A chunk of rough cotton wool was torn from the big roll, kept for no other purpose, it seemed, though it was singularly unsuited to this one, with all the little fibres to stick and be left behind; dunked, and used to wash the grit of tarmac out of the grazed knees, the skinned elbow. The warm water was soothing, but the Dettol stung like mad. “It’ll hurt a little,” she’d say, and I’d grit my teeth and wait for it. Or maybe I’d scrunch up my eyes in defence, but I always let her do it, because it was part of the ritual. This is what would make it heal, make it dry up nicely under the dusky-pink fabric plaster that was never the tone of anyone’s flesh, least of all my pale white freckle-dusted red-head hue.
Then came a gentle dab of the violently pink antiseptic ointment, applied with the tip of the ring finger, the selection of the right size bandage from what remained of the assortment in the box, the pulling of the tiny red thread to remove the outer wrapper. Next, the careful lining up of the pad over the affected area, and the neat pulling off of the thin paper tabs, to make the sticky arms embrace my skin in perfect symmetry.
My father would advise, always, that the plaster should come off at night to let the wound dry out, even though the ads on telly proved, with one half of the little boy’s neat cut covered and the other half exposed, that scrapes healed faster with Band-Aid. I still believed my Dad, though, because he knew everything.
Much of this is the same, even here, even now. The canny symmetry of the band-aid and the magical way the sticky parts are uncovered and covering almost at the same moment never fails to provide solace. The fiddly red thread has gone, the pink ointment is still in my parents’ house in Dublin, probably never to be used up, and I don’t even know what Americans use in place of Dettol or TCP. I’ve heard tell of putting hydrogen peroxide on cuts, but that sounds unsafe to my still-Irish ears.

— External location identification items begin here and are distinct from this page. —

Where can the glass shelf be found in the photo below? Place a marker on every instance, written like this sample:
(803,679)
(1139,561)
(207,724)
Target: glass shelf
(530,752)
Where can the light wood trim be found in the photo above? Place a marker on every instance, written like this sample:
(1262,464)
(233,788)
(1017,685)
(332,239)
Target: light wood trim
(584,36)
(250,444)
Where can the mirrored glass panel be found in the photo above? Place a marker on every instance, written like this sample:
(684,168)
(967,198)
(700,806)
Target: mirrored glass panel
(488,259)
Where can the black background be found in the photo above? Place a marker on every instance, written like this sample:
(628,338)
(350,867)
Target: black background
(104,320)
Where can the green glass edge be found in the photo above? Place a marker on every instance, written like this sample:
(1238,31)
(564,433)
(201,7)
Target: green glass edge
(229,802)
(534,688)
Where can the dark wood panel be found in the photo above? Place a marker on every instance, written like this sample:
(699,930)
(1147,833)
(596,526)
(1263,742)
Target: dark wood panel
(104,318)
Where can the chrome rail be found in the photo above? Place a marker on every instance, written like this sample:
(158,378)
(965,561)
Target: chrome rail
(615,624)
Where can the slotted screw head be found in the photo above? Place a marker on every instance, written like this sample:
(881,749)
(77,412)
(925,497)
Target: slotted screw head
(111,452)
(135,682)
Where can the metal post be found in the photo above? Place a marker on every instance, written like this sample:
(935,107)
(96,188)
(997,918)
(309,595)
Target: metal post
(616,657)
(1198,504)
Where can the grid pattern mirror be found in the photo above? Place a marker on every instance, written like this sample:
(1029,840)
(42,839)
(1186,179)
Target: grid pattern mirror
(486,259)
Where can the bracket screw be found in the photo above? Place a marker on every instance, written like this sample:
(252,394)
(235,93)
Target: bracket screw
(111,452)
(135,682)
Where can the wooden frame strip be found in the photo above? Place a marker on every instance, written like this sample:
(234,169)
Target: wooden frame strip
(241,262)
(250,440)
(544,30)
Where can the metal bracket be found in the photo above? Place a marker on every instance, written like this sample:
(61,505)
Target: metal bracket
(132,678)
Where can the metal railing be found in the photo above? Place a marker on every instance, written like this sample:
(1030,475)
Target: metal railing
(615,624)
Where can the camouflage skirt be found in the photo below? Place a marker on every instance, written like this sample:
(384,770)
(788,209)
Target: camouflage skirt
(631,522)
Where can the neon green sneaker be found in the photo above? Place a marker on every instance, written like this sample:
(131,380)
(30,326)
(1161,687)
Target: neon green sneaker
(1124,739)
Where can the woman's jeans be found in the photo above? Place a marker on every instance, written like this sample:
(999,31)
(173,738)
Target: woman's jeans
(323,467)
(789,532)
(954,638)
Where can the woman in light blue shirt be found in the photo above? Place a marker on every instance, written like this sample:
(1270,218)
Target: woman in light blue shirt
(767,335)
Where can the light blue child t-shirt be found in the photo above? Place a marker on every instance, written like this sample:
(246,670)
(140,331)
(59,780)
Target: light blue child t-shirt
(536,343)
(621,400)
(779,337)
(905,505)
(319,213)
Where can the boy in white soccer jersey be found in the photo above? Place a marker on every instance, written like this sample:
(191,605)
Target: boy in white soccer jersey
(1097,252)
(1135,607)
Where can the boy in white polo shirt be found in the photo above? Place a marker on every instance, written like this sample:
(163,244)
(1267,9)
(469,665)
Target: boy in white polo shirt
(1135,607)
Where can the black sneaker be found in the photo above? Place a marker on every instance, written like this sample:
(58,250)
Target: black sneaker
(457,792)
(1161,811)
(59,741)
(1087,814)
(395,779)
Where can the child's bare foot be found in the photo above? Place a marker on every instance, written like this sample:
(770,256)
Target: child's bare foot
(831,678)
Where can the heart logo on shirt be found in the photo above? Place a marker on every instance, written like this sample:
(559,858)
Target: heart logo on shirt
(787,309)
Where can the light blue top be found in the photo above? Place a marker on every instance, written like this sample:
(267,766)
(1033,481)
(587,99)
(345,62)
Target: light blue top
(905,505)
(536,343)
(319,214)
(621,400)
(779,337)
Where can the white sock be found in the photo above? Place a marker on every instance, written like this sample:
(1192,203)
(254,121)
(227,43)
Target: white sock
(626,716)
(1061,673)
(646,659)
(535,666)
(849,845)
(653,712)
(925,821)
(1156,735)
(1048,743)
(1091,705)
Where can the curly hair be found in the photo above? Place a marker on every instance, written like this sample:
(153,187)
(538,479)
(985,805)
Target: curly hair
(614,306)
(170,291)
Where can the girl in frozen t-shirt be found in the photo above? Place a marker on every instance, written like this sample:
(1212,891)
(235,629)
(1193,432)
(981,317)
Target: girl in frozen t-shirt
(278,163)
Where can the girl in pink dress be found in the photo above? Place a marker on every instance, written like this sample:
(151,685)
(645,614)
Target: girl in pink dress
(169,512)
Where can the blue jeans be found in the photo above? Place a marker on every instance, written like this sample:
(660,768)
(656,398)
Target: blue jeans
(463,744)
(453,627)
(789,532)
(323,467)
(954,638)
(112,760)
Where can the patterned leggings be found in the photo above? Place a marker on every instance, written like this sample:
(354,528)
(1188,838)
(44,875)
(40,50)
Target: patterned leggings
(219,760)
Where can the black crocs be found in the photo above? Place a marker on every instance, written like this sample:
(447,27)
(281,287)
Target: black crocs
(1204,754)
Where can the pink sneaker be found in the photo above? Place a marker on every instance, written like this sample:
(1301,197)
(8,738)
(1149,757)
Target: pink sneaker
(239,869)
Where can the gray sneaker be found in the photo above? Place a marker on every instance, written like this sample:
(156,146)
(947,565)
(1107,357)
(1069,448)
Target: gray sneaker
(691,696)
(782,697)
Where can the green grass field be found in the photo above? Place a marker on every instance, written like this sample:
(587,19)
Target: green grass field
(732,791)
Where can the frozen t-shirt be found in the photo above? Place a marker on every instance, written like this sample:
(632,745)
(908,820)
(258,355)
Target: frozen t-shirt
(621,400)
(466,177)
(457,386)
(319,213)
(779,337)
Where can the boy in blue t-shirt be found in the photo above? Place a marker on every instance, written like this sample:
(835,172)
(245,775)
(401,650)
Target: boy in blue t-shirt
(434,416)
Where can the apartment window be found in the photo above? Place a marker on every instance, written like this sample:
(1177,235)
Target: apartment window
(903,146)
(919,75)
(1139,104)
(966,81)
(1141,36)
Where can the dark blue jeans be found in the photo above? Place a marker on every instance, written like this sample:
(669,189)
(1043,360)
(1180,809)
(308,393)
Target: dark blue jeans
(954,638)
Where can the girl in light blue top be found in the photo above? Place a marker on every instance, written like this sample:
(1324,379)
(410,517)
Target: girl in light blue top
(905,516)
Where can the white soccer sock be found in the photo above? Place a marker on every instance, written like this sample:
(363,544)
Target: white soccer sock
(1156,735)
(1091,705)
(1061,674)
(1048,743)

The plasters have to be called band-aids here or nobody understands you, and nowadays they’re more often than not adorned with Dora or Buzz Lightyear or Spider-Man. My children are not so willing to let me wash their cuts as I was, and then they grab the band-aid and demand to do it themselves. It stays in place until it falls off in the pool or the bath, and I tell them, “There, that means it’s better.”
But the kiss, the final seal, the kiss-it-better: that never changes.